The men mounted. Their horses, as well trained as the men, had stayed still, rein-tethered.
Hal led them out of the glade, through the trees, into the open. Fifty yards distant was the ruins of a road.
“At the walk,” he said in a low voice, and the horses moved slowly toward the ruined byway.
In unknown territory, using any road, no matter how shattered, could be suicidal. But Hal had taken his patrol nearby less than an hour before, and thought it unlikely there’d been a trap laid in the interim.
He was more worried about being between the two armies—the Deraine army was only half a dozen miles distant.
One reason he’d survived since the siege of Paestum was staying as far away from famous battles as possible.
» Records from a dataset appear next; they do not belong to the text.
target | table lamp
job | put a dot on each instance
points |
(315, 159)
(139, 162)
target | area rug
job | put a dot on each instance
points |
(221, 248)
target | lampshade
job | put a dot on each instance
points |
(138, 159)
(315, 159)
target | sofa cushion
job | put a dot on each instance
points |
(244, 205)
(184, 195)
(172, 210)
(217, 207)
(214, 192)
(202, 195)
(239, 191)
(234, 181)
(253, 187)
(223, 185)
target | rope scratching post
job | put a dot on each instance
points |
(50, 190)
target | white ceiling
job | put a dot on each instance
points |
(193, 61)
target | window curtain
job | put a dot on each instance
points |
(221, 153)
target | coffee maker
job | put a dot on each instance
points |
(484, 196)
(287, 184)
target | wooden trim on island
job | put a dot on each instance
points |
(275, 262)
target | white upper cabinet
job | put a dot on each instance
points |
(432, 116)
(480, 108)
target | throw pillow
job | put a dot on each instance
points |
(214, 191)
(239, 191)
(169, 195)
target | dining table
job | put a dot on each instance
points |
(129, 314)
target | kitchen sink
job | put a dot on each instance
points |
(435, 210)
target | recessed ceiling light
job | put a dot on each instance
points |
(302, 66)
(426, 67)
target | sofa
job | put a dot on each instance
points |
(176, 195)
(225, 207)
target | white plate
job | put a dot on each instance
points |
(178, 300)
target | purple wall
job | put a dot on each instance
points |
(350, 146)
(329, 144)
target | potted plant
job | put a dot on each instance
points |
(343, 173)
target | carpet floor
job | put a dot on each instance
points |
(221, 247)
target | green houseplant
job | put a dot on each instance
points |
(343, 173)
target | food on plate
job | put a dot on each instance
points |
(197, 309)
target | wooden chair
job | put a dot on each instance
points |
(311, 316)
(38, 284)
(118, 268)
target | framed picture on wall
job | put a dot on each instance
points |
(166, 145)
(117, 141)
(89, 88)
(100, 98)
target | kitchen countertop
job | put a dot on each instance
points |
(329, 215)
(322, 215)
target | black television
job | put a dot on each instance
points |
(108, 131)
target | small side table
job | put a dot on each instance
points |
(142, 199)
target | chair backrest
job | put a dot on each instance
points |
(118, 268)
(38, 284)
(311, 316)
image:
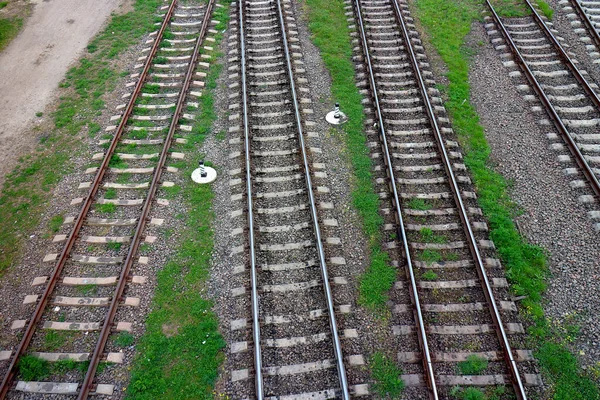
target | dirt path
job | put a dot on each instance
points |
(36, 61)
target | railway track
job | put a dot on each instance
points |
(589, 15)
(292, 337)
(453, 306)
(566, 94)
(92, 274)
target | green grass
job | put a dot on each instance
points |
(511, 8)
(545, 8)
(53, 340)
(28, 188)
(447, 23)
(55, 223)
(429, 276)
(33, 368)
(180, 354)
(9, 27)
(430, 256)
(106, 208)
(124, 339)
(386, 376)
(469, 393)
(419, 204)
(428, 236)
(473, 365)
(87, 290)
(116, 246)
(330, 33)
(110, 194)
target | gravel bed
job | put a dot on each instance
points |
(552, 217)
(17, 282)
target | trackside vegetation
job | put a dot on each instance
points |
(181, 351)
(29, 186)
(447, 23)
(330, 33)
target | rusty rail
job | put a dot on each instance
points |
(64, 255)
(560, 126)
(109, 321)
(495, 314)
(587, 22)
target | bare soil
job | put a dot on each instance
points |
(31, 67)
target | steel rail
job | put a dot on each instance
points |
(65, 253)
(556, 119)
(587, 22)
(253, 275)
(133, 249)
(313, 209)
(563, 54)
(462, 212)
(422, 334)
(323, 266)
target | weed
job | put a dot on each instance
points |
(124, 339)
(473, 365)
(106, 208)
(545, 8)
(144, 248)
(140, 135)
(419, 204)
(428, 236)
(511, 8)
(55, 223)
(447, 24)
(185, 364)
(110, 194)
(430, 256)
(33, 368)
(469, 393)
(93, 129)
(88, 290)
(429, 276)
(116, 246)
(331, 35)
(63, 366)
(53, 340)
(386, 375)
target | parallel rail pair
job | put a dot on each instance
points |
(382, 126)
(251, 132)
(549, 105)
(80, 221)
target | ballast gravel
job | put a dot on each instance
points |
(552, 217)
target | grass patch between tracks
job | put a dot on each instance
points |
(28, 188)
(447, 24)
(330, 33)
(180, 353)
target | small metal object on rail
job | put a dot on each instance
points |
(258, 341)
(423, 341)
(109, 320)
(64, 255)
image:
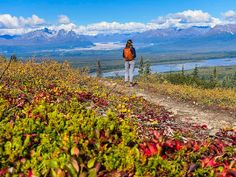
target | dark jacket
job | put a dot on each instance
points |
(132, 51)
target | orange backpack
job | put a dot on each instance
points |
(128, 54)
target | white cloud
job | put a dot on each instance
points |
(63, 19)
(187, 19)
(17, 25)
(8, 21)
(112, 27)
(229, 16)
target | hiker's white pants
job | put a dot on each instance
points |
(129, 71)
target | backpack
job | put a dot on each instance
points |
(128, 54)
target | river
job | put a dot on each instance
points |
(178, 66)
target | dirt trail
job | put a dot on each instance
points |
(183, 111)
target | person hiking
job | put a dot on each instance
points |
(129, 54)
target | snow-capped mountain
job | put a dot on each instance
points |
(196, 38)
(47, 38)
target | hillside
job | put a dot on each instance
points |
(58, 121)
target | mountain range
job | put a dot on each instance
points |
(198, 38)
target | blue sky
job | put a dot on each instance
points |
(81, 13)
(91, 11)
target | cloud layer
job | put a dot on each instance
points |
(17, 25)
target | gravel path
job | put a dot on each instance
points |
(214, 120)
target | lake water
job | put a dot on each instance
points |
(178, 66)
That was why he’d been promoted to serjeant, and his troops called him Lucky behind his back.
When he took a patrol out, it was very seldom he didn’t bring everyone back, generally without serious wounds.
That was an uncommon boast for these times—after the siege, King Asir had brought a great army across the Chicor Straits, made alliance with Sagene’s Council of Barons, and gone after Queen Norcia’s army.
They found it, and the two forces smashed each other until they were both tottering, each unable to land the death blow.
They’d broken apart, brought in replacements during their winter quarters, and began skirmishing, each looking for the advantage rather than going toe-to-toe again.
There’d been half a dozen major battles, ten times that in minor brushes that produced no grander results than adding to the casualty lists in the eighteen months since Hal had been dragooned into the army.
One side would move south, the other after it, then the other way around.